The symbiotic relationship with aphids began between 160 million and 280 million years ago, and has persisted through maternal transmission and cospeciation. Aphids have developed a bilobed bacteriome containing sixty to eighty bacteriocyte cells in which the life cycle of Buchnera associated with aphids is confined to. A mature aphid may carry an estimated 5.6 million Buchnera cells. Buchnera has lost regulatory factors, allowing continuous overproduction of tryptophan and other amino acids. Each bacteriocyte contains multiple vesicles, symbiosomes derived from the cell membrane.

==Genome==
The sizes of various Buchnera genomes are in the range of 600 to 650 kb and encode on the order of 500 to 560 proteins. Many contain also one or two plasmids (2.3 to 11 kb in size).

As with many endosymbionts, Abbot and Moran 2002 find Buchnera in Pemphigus obesinymphae to be undergoing relatively high genetic drift (i.e., relative to all organisms). This is evidenced by extremely low gene polymorphism and some nonsynonymous variants.

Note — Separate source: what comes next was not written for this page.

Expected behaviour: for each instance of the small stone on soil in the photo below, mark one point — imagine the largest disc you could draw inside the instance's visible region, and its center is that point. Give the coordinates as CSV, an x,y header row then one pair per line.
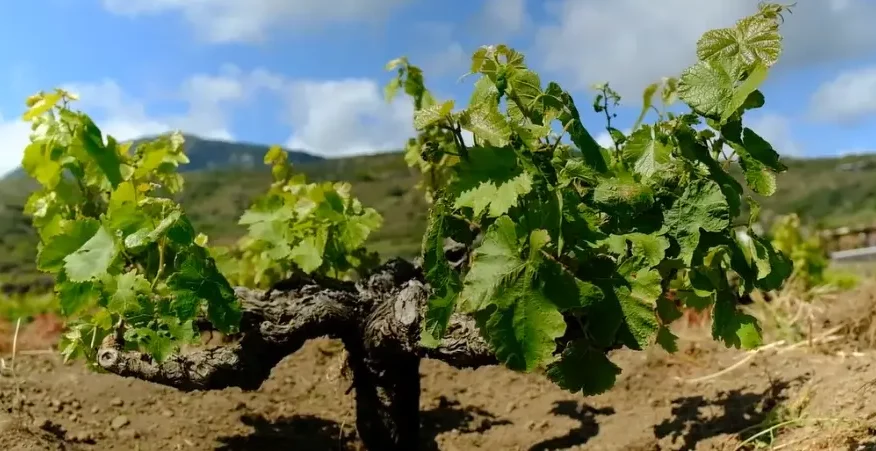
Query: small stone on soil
x,y
120,422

==Buchnera and plant viruses==
Buchnera also increases the transmission of plant viruses by producing symbionin, a protein that binds to the viral coat and protects it inside the aphid. This makes it more likely that the virion will survive and be able to infect another plant when the aphid next feeds.

==History==
Buchnera was named after Paul Buchner by Paul Baumann and his graduate student, and the first molecular characterization of a symbiotic bacterium was carried out by Baumann, using Buchnera. The initial studies on Buchnera later led to studies on symbionts of many groups of insects, pursued by numerous investigators, including Paul and Linda Baumann, Nancy Moran, Serap Aksoy, and Roy Gross, who together investigated symbionts of aphids, tsetse flies, ants, leafhoppers, mealybugs, whiteflies, psyllids, and others.